Public static functions
- static void get_feature_jacobian_representation(State* state, UpdaterHelperFeature& feature, Eigen::Matrix<double, 3, 3>& H_f, std::vector<Eigen::Matrix<double, 3, Eigen::Dynamic>>& H_x, std::vector<Type*>& x_order)
- This gets the feature and state Jacobian in respect to the feature representation.
- static void get_feature_jacobian_intrinsics(State* state, const Eigen::Vector2d& uv_norm, bool isfisheye, Eigen::Matrix<double, 8, 1> cam_d, Eigen::Matrix<double, 2, 2>& dz_dzn, Eigen::Matrix<double, 2, 8>& dz_dzeta)
- This will compute the Jacobian in respect to the intrinsic calibration parameters and normalized coordinates.
- static void get_feature_jacobian_full(State* state, UpdaterHelperFeature& feature, Eigen::MatrixXd& H_f, Eigen::MatrixXd& H_x, Eigen::VectorXd& res, std::vector<Type*>& x_order)
- Will construct the "stacked" Jacobians for a single feature from all its measurements.
- static void nullspace_project_inplace(Eigen::MatrixXd& H_f, Eigen::MatrixXd& H_x, Eigen::VectorXd& res)
- This will project the left nullspace of H_f onto the linear system.
- static void measurement_compress_inplace(Eigen::MatrixXd& H_x, Eigen::VectorXd& res)

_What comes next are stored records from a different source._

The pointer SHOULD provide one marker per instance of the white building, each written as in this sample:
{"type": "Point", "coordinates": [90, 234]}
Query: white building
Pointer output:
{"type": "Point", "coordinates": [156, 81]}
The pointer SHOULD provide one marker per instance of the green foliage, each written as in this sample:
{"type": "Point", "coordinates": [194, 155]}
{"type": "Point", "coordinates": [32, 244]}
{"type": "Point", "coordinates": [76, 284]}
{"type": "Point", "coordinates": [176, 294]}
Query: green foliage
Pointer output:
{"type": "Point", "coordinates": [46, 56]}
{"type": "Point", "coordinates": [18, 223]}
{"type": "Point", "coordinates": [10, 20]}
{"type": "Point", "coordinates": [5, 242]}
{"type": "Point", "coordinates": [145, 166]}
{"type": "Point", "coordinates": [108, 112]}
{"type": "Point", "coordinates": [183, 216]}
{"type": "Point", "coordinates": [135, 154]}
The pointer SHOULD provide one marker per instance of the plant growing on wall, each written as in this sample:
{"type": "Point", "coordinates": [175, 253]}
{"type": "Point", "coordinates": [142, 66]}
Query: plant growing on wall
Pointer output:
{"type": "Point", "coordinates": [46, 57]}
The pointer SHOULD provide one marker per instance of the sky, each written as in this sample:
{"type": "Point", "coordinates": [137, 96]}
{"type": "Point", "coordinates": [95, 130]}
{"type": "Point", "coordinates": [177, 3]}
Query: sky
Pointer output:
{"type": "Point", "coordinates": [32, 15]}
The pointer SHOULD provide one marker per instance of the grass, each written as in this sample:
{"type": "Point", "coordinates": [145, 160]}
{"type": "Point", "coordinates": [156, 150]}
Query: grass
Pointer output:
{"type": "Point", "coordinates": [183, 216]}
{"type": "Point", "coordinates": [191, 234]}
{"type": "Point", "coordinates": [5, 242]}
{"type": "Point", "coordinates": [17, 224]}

- This will perform measurement compression.
Function documentation
static void ov_msckf::
This gets the feature and state Jacobian in respect to the feature representation.
| Parameters | |
|---|---|
| state in | State of the filter system |
| feature in | Feature we want to get Jacobians of (must have feature means) |
| H_f out | Jacobians in respect to the feature error state |
| H_x out | Extra Jacobians in respect to the state (for example anchored pose) |
| x_order out | Extra variables our extra Jacobian has (for example anchored pose) |
static void ov_msckf::
This will compute the Jacobian in respect to the intrinsic calibration parameters and normalized coordinates.
| Parameters | |
|---|---|
| state | State of the filter system |
| uv_norm | Normalized image coordinates |
| isfisheye | If this feature is for a fisheye model |
| cam_d | Camera intrinsics values |
| dz_dzn | Derivative in respect to normalized coordinates |
| dz_dzeta | Derivative in respect to distortion paramters |
static void ov_msckf::
Will construct the "stacked" Jacobians for a single feature from all its measurements.
| Parameters | |
|---|---|
| state in | State of the filter system |
| feature in | Feature we want to get Jacobians of (must have feature means) |
| H_f out | Jacobians in respect to the feature error state |
| H_x out | Extra Jacobians in respect to the state (for example anchored pose) |
| res out | Measurement residual for this feature |
| x_order out | Extra variables our extra Jacobian has (for example anchored pose) |
static void ov_msckf::
This will project the left nullspace of H_f onto the linear system.
| Parameters | |
|---|---|
| H_f | Jacobian with nullspace we want to project onto the system [res = Hx*(x-xhat)+Hf(f-fhat)+n] |
| H_x | State jacobian |
| res | Measurement residual |
Please see the MSCKF Nullspace Projection for details on how this works. This is the MSCKF nullspace projection which removes the dependency on the feature state. Note that this is done in place so all matrices will be different after a function call.
static void ov_msckf::
This will perform measurement compression.
| Parameters | |
|---|---|
| H_x | State jacobian |
| res | Measurement residual |
Please see the Measurement Compression for details on how this works. Note that this is done in place so all matrices will be different after a function call.